Il pourrait y avoir de ça dans
CosmoZ : après tout, le livre n'est vraiment lancé qu'en 1900, à la publication du livre de Baum, comme si c'était elle qui avait projeté les personnages dans le monde réel ; ou, dit autrement, comme pour souligner qu'une fois publié, un livre et ses héros peut avoir une influence sur le monde réel – que cette influence soit concrète ou pas. Mais on ne peut s'empêcher de remarquer qu'ici, Claro ne vient pas perturber le monde de Dorothy et ses amis, il n'en montre pas les ressorts, non, il les place dans un XXe siècle bien réel (d'après les livres d'histoire : je n'y étais pas) et c'est ce siècle qui est perturbé et démonté par la présence de la progéniture Baumienne. Dorothy, les munchkins, l'épouvantail ou l'homme de fer traversent les deux guerres, les camps, la grande dépression, les asiles français et le début de l'ère atomique.
CosmoZ est en fait un Bildungsroman, avec ses personnages qui traversent, de façon un peu improbable, les grands événements de leur temps et, peu à peu, se découvrent et se forment. Mais s'il y a éducation, s'il y a éveil, ce n'est pas celui des Oziens : c'est celui du monde et du siècle. Dans
CosmoZ, on ne retient pas l'improbabilité de se trouver partout où il ne fallait pas quand il ne fallait pas (non seulement parce qu'il faudrait alors se mettre à causer de la probabilité de l'existence d'un homme de paille qui parle et qui se déplace…) parce que ce qui compte
pour de vrai, c'est que tous ces gens fonctionnent en révélateurs de notre temps ou, au moins, d'une période cruciale de l'histoire sans laquelle il serait impossible de comprendre notre époque.

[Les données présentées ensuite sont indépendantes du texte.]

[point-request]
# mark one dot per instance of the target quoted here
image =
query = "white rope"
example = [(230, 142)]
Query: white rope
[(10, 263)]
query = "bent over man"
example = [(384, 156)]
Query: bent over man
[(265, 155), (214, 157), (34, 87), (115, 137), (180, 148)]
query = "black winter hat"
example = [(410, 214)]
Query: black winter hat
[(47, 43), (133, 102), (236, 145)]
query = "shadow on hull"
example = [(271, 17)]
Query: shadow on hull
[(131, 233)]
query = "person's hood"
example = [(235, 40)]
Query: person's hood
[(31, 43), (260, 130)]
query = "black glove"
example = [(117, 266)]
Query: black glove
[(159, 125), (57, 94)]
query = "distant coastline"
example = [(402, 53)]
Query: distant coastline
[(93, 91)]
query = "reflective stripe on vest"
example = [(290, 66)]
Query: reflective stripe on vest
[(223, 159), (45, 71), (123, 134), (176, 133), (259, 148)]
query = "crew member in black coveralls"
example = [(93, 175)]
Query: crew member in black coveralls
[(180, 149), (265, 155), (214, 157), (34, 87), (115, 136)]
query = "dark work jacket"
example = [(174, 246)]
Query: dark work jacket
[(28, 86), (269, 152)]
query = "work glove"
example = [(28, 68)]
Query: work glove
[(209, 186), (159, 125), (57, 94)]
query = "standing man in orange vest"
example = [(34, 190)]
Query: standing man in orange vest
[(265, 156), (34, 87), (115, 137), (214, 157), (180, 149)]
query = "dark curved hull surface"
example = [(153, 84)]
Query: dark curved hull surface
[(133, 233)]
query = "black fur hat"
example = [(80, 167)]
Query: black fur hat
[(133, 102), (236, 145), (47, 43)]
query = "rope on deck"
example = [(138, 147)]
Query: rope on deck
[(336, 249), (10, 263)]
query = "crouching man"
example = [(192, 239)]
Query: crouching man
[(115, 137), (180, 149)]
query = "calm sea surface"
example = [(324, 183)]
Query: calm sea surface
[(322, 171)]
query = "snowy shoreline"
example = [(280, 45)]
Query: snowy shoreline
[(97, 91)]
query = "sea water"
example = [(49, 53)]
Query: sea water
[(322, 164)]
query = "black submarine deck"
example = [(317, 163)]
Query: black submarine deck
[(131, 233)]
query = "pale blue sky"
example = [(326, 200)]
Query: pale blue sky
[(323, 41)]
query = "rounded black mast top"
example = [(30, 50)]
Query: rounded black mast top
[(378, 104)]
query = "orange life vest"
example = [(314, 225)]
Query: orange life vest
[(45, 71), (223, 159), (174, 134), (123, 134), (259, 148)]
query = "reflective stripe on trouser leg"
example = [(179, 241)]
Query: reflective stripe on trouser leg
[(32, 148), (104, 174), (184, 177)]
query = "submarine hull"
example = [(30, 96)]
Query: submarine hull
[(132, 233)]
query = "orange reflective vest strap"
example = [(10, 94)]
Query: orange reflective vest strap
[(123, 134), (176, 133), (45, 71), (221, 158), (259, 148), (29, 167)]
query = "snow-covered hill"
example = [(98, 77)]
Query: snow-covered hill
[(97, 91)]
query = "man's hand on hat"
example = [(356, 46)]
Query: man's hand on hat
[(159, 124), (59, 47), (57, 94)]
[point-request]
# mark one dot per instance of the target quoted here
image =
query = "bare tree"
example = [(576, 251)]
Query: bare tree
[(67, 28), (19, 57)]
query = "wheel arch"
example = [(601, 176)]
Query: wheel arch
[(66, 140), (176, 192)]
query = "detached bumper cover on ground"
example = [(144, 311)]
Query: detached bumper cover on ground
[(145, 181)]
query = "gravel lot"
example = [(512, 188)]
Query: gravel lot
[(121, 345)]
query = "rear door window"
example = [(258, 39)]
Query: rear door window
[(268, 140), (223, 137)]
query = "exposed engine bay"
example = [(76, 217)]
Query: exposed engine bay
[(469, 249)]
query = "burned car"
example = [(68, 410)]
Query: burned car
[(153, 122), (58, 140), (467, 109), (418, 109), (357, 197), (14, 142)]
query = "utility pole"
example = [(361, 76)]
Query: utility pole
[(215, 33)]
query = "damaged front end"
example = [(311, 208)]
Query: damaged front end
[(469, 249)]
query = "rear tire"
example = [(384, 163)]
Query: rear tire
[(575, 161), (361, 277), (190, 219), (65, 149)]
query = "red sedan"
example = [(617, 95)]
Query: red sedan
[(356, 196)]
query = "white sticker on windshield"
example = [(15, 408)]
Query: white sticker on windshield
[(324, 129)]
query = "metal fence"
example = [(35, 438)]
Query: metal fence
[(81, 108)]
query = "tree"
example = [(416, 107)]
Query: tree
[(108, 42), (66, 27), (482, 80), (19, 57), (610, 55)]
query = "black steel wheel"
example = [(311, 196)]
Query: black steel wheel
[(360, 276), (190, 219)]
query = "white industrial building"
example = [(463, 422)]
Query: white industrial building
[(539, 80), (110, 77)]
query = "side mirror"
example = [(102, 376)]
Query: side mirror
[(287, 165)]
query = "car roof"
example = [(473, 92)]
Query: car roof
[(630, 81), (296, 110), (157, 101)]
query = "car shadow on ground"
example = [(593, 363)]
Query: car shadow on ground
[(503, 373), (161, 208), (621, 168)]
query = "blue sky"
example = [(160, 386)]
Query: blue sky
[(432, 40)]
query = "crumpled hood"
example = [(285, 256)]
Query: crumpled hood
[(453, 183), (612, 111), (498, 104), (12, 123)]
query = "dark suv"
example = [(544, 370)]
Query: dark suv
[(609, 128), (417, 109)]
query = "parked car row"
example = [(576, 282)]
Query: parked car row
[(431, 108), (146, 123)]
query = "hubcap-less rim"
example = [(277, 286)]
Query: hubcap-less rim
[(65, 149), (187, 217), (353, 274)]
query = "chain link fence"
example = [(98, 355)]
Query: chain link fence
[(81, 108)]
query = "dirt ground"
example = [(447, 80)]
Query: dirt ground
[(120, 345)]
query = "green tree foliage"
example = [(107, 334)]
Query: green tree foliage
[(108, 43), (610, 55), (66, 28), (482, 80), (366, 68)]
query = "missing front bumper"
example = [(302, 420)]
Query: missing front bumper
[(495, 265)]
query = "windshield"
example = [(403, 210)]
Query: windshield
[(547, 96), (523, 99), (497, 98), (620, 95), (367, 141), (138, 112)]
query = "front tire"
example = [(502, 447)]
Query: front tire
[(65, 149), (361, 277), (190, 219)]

De tous les personnages ici rassemblés, les deux les plus prenants sont, à mon sens, Nick Chopper et Oscar Crow. L'un n'a pas de cœur, l'autre n'a pas de cerveau. Chopper, mutilé dans les tranchés, est reconstruit en homme de fer, en pure machine qui n'a pas besoin d'organe palpitant ni désirant : ce qui lui faut, c'est l'efficacité mécanique, les membres outils. Crow, autre rescapé du bourbier, a perdu la mémoire : il ne se souvient pas du passé, et il est incapable d'enregistrer de nouveaux souvenirs. Machine sans cœur, homme sans mémoire : l'ouvrier parfait, le stakhanov de l'ère post-fordienne. Claro place ça fiction dans un contexte et dans un état d'esprit similaire à celui de Pynchon dans
V. : les premières années du siècle, ou la culmination du processus de déshumanisation de l'humain. Ses cibles les plus fréquentes : le travail en tant que valeur et la science en tant qu'outil de progrès. Dans le monde décrit par Claro, c'est à l'homme de trouver sa place dans la machinerie moderne que la science et la technique façonnent pour lui.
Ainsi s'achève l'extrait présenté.